Blinder – Calamity a Foot Behind

Calamity a Foot Behind

I’m stunned – I’ve actually been blessed with a CD that is extraordinarily unique to me. Based on my previous listening experiences, I don’t think I’ve ever heard anything with quite the bent that Blinder’s Calamity a Foot Behind has. The structure of the band is simple enough – female singer/guitarist, bass player, and drummer, but it’s the songwriting that really sets Blinder apart. Calamity a Foot Behind sounds like a jazz record that was accidentally recorded by an ‘alternative’ band, and the effect is a disc full of somewhat unconventional peaks and valleys based around Megan Wendell’s incredibly strong vocals.
The disc’s beginning track, “Backlight,” perfectly sets the tone of the disc, with Megan’s voice seemingly floating off on a different plane than the rest of the jazz-funk rhythm track. The track takes a downturn and ‘catches up’ with Megan’s voice for a while before returning to its original jazz-funk tempo again. It feels like the vocals are intentionally slightly ‘separated’ from the music here, creating an ‘off-beat’ vibe while also giving the voice a rather unnerving effect. “Cooling” straightens out a bit musically, with the track’s highlight being the guitar/bass/interplay that rests behind an uncomfortably soothing double-tracked vocal to end the track.
“Is It Just Me” builds up another bed of math-rockish guitars, funky bass courtesy of Mason Gray Wendell, and all-over-the-place drumming before caving in to a soaring and melodic chorus, triggered by Megan’s call of “Can I help it if I act a little emotional?” The rhythm section is rock-solid, and the guitar almost takes a backseat to the voice here by shifting into ‘conventional chord’ mode. The album’s standout track, however, is the very angry “You Should Know That.” Megan oozes both hatred and sexuality here, belting out “It was worth it to see you squirm” with all of the intensity she can muster while still managing to sound inviting. The track simmers for a while but ends on an intoxicating build-up with Megan’s voice riding a wave of her guitar and the well-paced drumming of Koven Smith into an abrupt, yet fitting ending.
By the time the angry notes of “You Should Know That” abruptly disappear, Blinder have pretty much laid all their cards on the table. Still, the band’s sound is unique and complex enough to warrant the rest of the listening experience. “Two Car Garage” features some nice guitar/bass interplay, while Megan once again pours her strong vocals over the track like syrup. The guitars create the atmosphere of urgency as Megan calls “Hold me down and hold me tightly,” and the ensuing ‘alarm guitar’ is built up well by a thumping bass piece and some quick-lick drumming. “Put Your Cookie Home” is more of the same, making use of no less than three distinct rhythmic portions before finally ending on the same note it began with. “Carbon” carried the most obvious straight-ahead jazz vibe on the disc, while the somewhat more standard-sounding “Pieces” is Megan’s time to lash out, as a frantic guitar backs up her claims that “I am not gonna shut up and take this.” The backing track steps up to an even crazier pace as Megan growls, “You don’t know what you’re looking at, boy / Throw it at me, I can handle it.” The disc closes with “No Ground to Speak Of,” which shows a slightly more delicate side to the forceful nature of the band’s lyrics and music.

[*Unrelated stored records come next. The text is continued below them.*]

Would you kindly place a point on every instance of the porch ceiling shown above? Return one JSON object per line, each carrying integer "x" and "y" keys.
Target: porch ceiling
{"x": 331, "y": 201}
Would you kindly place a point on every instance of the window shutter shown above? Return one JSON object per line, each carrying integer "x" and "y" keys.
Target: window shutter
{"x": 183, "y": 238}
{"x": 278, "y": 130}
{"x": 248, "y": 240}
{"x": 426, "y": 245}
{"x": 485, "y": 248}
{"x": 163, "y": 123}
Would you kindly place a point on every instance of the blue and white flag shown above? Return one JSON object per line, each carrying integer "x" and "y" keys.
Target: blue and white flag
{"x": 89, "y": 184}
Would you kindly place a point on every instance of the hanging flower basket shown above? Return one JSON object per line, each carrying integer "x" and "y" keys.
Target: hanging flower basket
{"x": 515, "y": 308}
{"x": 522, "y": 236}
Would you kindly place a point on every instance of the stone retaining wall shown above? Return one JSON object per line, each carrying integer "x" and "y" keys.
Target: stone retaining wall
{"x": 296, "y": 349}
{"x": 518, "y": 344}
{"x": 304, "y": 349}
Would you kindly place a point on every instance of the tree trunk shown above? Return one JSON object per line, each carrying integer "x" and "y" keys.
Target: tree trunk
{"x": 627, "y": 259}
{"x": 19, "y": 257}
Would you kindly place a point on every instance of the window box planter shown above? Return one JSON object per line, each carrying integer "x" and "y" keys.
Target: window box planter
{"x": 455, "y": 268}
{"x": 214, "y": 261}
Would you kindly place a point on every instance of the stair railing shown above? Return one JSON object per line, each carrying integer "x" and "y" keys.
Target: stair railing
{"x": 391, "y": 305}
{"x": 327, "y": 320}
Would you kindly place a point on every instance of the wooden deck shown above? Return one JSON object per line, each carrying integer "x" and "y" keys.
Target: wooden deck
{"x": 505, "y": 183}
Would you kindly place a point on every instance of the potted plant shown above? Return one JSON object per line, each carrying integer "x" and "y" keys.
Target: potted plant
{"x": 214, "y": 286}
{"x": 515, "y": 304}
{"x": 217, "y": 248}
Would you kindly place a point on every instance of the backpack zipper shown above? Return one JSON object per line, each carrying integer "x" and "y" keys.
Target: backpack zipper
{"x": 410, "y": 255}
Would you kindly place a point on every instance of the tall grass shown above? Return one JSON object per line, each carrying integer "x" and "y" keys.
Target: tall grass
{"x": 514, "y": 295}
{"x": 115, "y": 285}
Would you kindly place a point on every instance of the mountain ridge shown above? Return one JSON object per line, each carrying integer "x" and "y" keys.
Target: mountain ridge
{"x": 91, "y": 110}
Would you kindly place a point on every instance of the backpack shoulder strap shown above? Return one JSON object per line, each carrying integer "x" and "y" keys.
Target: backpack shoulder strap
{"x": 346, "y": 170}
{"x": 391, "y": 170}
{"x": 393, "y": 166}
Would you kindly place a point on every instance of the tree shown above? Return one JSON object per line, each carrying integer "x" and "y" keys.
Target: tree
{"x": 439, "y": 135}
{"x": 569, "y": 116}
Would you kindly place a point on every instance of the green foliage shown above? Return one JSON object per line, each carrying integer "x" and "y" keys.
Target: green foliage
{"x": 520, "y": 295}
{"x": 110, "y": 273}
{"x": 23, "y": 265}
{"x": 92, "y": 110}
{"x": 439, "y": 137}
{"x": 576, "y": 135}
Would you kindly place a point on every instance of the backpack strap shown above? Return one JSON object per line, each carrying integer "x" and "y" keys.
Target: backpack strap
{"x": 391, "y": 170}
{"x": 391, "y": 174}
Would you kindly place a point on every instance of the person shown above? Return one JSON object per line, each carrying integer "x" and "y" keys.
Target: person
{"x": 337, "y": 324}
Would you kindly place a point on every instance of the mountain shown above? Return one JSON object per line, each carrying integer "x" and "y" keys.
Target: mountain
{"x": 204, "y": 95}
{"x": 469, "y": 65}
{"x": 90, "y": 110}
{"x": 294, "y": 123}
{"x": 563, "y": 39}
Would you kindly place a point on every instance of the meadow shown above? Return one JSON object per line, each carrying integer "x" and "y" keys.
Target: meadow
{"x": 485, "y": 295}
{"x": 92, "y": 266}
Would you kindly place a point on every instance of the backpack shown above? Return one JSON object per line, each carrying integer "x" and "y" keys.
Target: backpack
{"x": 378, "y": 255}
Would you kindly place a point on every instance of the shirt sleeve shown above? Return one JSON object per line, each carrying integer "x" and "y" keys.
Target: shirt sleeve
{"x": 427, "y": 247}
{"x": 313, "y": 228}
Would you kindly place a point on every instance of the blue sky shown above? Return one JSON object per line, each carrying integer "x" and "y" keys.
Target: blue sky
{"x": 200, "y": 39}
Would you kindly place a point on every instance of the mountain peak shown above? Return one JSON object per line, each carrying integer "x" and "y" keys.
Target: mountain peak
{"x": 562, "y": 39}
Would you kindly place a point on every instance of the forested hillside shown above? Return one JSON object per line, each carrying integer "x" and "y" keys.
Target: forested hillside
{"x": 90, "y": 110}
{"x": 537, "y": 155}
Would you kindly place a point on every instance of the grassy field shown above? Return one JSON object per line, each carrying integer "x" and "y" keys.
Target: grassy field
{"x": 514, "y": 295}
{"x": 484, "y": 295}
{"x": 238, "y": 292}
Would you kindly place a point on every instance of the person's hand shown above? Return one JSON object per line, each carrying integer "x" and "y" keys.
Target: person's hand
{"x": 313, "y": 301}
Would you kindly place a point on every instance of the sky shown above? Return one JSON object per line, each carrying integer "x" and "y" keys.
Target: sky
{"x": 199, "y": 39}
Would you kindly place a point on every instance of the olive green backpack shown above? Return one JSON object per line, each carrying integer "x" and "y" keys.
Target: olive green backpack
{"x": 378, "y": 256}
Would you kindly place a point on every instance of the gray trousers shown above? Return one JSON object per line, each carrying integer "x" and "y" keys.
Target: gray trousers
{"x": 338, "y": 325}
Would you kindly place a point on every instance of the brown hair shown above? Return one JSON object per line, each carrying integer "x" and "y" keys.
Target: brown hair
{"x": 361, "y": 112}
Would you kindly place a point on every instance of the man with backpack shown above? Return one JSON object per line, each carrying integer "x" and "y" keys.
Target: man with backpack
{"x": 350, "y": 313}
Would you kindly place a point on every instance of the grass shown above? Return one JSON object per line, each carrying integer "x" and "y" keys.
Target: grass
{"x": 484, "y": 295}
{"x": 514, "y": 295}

Blinder’s Calamity a Foot Behind was quite the listening experience for me. While the most worthwhile material on the disc is found in the first four tracks, the entire sound of Blinder’s full-length is worth of more than a few rotations in the CD player. Megan Wendell’s voice is incredible, and the rhythm section pulls off some great jazz/funk beats. Sadly enough, the band decided to call it quits at the end of May, but that doesn’t mean that Blinder isn’t still worth checking out. Recommended.